Patricia Clarkson’s portrayals of complicated women “who aren’t 25” in indie films, pay-TV and streaming series, and on stage have offered her a rewarding second act to a career in which she once felt trapped in suburban mom roles.
Speaking to Variety’s chief film critic Peter Debruge as part of the magazine’s Critics Corner video interview series at the Karlovy Vary film fest, the actress said she was amazed to see Czech crowds thronging to her master class. “I thought there would be four people here,” Clarkson confessed.
The actress, at the fest to receive a Crystal Globe for artistic contribution to world cinema, said she feels the confidence to pick and choose her roles and even to take a break once in while, after decades of steady work – not all of it artistically rewarding.
The change from type casting (“I’ve played a lot of conventional moms”) really took off thanks to director Lisa Cholodenko taking a chance on Clarkson in her 1998 indie pic “High Art,” she said.

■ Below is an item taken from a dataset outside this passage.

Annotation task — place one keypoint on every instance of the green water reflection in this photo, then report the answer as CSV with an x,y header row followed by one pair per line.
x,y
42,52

“It opened up, it changed my career,” she said, “saving me from a very specific track I was on, seeing me a certain way. Lisa let me play a German lesbian heroin addict. That’s what happens. I tell young actors ‘just play a German lesbian heroin addict.’”
More complex roles began to roll in once Clarkson went rogue, she said.
“Everything is perception in our industry – so much of it. And I think people started to realize that I’m a chameleon, that I can change, that I am not what I look like. The independent cinema just started to come to me: ‘Far From Heaven,’ ‘Pieces of April,’ ‘The Station Agent,’ these gorgeous, beautiful films that really changed my life.”
The current renaissance in writing attributed to pay-TV and streaming platforms has echoes of earlier indie film waves.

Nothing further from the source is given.